Processing Tabular Data

In this section, you will learn how to load tabular data into a Python development environment so that it can be used for TensorFlow modeling. You will use pandas and scikit-learn to utilize the classes and functions that are useful for processing data. You will also explore methods that can be used to preprocess this data.

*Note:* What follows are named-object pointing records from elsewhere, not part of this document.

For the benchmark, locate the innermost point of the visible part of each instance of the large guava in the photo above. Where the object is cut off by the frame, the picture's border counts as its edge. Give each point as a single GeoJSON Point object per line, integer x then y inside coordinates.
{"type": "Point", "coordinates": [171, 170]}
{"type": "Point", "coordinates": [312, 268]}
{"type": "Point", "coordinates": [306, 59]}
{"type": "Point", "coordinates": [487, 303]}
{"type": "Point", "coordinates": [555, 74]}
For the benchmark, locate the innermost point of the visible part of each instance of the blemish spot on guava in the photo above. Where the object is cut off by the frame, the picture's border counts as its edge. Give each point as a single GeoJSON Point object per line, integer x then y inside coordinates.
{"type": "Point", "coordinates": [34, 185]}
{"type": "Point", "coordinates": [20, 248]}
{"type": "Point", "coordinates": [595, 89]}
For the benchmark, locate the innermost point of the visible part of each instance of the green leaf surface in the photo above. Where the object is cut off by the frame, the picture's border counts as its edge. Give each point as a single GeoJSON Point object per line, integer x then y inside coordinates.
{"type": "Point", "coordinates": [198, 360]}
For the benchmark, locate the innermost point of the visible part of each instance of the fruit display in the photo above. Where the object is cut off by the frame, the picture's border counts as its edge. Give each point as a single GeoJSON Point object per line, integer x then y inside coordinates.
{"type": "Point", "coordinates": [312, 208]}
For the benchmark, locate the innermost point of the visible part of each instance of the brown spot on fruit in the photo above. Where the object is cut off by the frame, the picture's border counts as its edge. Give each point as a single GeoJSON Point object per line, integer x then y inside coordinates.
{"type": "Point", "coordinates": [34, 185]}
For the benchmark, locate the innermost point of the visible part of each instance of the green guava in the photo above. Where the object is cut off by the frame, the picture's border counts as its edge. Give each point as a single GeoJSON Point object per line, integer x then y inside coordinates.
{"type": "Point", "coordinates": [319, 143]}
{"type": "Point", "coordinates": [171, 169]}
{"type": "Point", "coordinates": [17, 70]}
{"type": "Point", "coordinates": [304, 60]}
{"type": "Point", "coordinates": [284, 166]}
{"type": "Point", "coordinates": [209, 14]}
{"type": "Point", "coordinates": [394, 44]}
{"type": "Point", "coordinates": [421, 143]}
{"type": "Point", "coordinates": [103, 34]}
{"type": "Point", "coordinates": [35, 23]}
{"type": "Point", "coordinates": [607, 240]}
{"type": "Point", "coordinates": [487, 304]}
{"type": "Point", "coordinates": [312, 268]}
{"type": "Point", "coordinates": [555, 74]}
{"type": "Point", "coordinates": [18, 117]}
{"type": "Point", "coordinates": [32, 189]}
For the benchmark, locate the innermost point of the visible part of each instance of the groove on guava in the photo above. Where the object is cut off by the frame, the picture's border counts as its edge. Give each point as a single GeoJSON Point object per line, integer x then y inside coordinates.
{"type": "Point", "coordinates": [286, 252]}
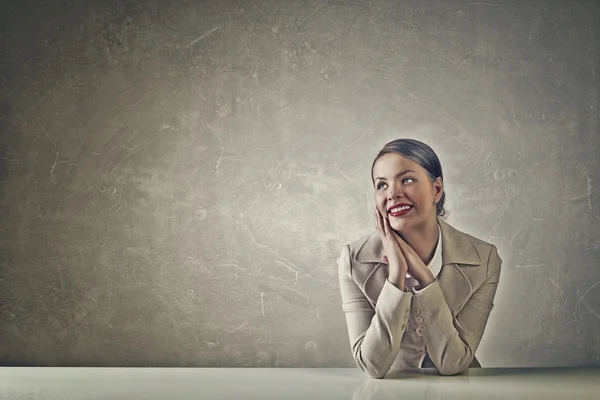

Tabular data can be loaded into memory by using the pandas read_csv function and passing the path into the dataset. The function is well suited and easy to use for loading in tabular data and can be used as follows:

df = pd.read_csv('path/to/dataset')

In order to normalize the data, you can use a scaler that is available in scikit-learn. There are multiple scalers that can be applied; StandardScaler will normalize the data so that the fields of the dataset have a mean of 0 and a standard deviation of 1. Another common scaler that is used is MinMaxScaler, which will rescale the dataset so that the fields have a minimum value of 0 and a maximum value of 1.

To use a scaler, it must be initialized and fit to the dataset. By doing this, the dataset can be transformed by the scaler. In fact, the fitting and transformation processes can be performed in one step by using the fit_transform method, as follows:

scaler = StandardScaler()
transformed_df = scaler.fit_transform(df)

In the first exercise, you will learn how to use pandas and scikit-learn to load a dataset and preprocess it so that it is suitable for modeling.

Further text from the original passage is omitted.